L'ITALIA DEI SAPORI

A cura di Marina Cioccoloni


LA CARRESE

Dicono che la nascita de “La carrese”, una tradizione diffusa in alcuni paesi a cavallo tra il Molise e la Puglia e che consiste in una corsa sfrenata di carri trainati da buoi, risalga addirittura all’anno 1000. La leggenda racconta che durante una battuta di caccia il conte di Loretello e i feudatari di San Martino in Pensilis, Guglionesi, Ururi, Larino, Serracapriola, Portocannone e Campomarino, furono testimoni di un fatto straordinario. All’improvviso una forte luce scaturì dal terreno e il cavallo del conte si arrestò. Si iniziò a scavare nel punto da cui emanava la luce ed emerse un’urna contenente delle spoglie definite sante da una indicazione esterna. Non potendo stabilire chi dovesse prenderle in consegna il vescovo di Larino dispose di mettere l’urna su un carro e lasciar andare i buoi: dove si sarebbero fermati, là le reliquie sarebbero state custodite e venerate. Il carro passò per Chieuti, Larino, Portocannone, Ururi e San Martino in Pensilis e ogni paese decise di ricordare l’evento replicando ogni anno il passaggio del carro.
Così ancora oggi ogni anno verso la fine di aprile e i primi giorni di maggio a Chieuti, San Martino in Pensilis, Ururi e Portocannone si corre un singolarissimo palio che unisce il rito religioso alla tradizione pagana e i cui protagonisti sono dei buoi.

Il rituale è più o meno lo stesso in tutti e quattro i paesi, e viene vissuto con estremo coinvolgimento da parte di tutta la popolazione, che durante il corso dell’anno si prepara all’evento curando tutta l’organizzazione: i buoi e i cavalli che li affiancheranno vengono selezionati con cura e allenati con l’aiuto di specialisti mentre si pensa anche all’allestimento dei carri. Le squadre sono in genere composte da una quindicina di persone, tra coloro che guideranno i carri e i cavalieri a cavallo che hanno il compito di incitare le bestie durante la corsa. Quando si avvicina il giorno della festa, che cade in data variabile in alcuni paesi ed è fissa per Ururi che la celebra sempre il 3 di maggio, giorno della festa del santo patrono, le fazioni si dividono, si comincia a tifare per uno o per l’altro carro e si diventa rivali. Ad Ururi i carri sfidanti sono soltanto due: i Giovani (bianco e azzurri) e i Giovanotti (giallo e rosso), mentre negli altri paesi sono tre. A San Martino in Pensilis,
oltre ai Giovani e ai Giovanotti con gli stessi colori di Ururi, c’è il carro dei Giovanissimi con i colori giallo e verde. Anche a Chieuti tre carri: Giovanissimi (colori bianco e blu), Cittadella (giallo e rosso) e Collefinocchio (bianco e verde). Portocannone, che aveva due carri come Ururi e anche gli stessi colori, da un paio d’anni ha aggiunto un terzo carro Mandarino (colore arancione).

Il rito comincia la sera prima con la benedizione dei carri e dei buoi, che addobbati per la festa vengono portati in processione per il paese fino al sagrato della chiesa dove si svolge la cerimonia religiosa con le massime autorità locali, parroco e sindaco in testa.
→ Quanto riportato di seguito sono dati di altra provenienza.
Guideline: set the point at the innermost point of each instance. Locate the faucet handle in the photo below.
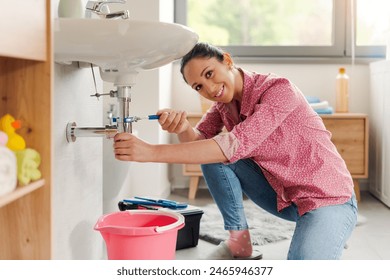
(98, 6)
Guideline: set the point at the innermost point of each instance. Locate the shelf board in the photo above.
(21, 191)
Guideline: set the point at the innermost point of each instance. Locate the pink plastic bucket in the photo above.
(140, 234)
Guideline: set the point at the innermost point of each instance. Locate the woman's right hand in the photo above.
(173, 121)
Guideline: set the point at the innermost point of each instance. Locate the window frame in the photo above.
(340, 49)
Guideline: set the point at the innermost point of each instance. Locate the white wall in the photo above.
(77, 177)
(150, 93)
(78, 198)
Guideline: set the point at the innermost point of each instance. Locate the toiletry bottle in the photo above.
(342, 91)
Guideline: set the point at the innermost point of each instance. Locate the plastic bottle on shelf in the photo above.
(342, 91)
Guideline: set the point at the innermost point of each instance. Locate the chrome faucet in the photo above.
(101, 9)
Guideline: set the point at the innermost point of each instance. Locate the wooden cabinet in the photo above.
(25, 93)
(349, 134)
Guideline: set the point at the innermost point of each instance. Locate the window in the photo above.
(293, 28)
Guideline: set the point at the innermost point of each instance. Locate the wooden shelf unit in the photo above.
(25, 93)
(349, 134)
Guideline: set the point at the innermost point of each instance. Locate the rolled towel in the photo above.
(28, 163)
(8, 179)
Il mattino dopo per tutto il paese si respira l’atmosfera carica di tensione dell’attesa.
Dopo un anno di preparativi è giunto il momento decisivo: nel primo pomeriggio i carri vengono portati fuori paese, in uno spiazzo erboso dove ad un cenno stabilito viene dato il via alla corsa. In una nuvola di polvere, tra il fuggi fuggi generale dei presenti, data la pericolosità del momento, comincia una gara sfrenata che si consuma in pochissimi minuti. Lungo tutto il tragitto la gente in attesa da ore vede sfrecciare in pochi secondi i carri che si contendono la vittoria dell’anno. Non passano più di 7/8 minuti dal momento del via all’arrivo in piazza, dove chi arriva per primo viene decretato vincitore. Tra le acclamazioni del pubblico inizia la sfilata per il paese mentre la tensione scema e i perdenti già cominciano a pensare alla corsa del prossimo anno.

Tra i prodotti tipici di questa zona a cavallo tra Molise e Puglia troviamo l’olio, il prosciutto affumicato, le provole e la treccia vaccina molisana. La treccia è un formaggio a pasta filata dalla forma particolare, infatti ha l’aspetto di un nastro intrecciato. La pasta della cagliata dopo bollitura viene tagliata a strisce sottili che vengono prima fatte raffreddare e poi lavorate fino a formare una treccia lunga anche un metro che si può conservare per una settimana circa.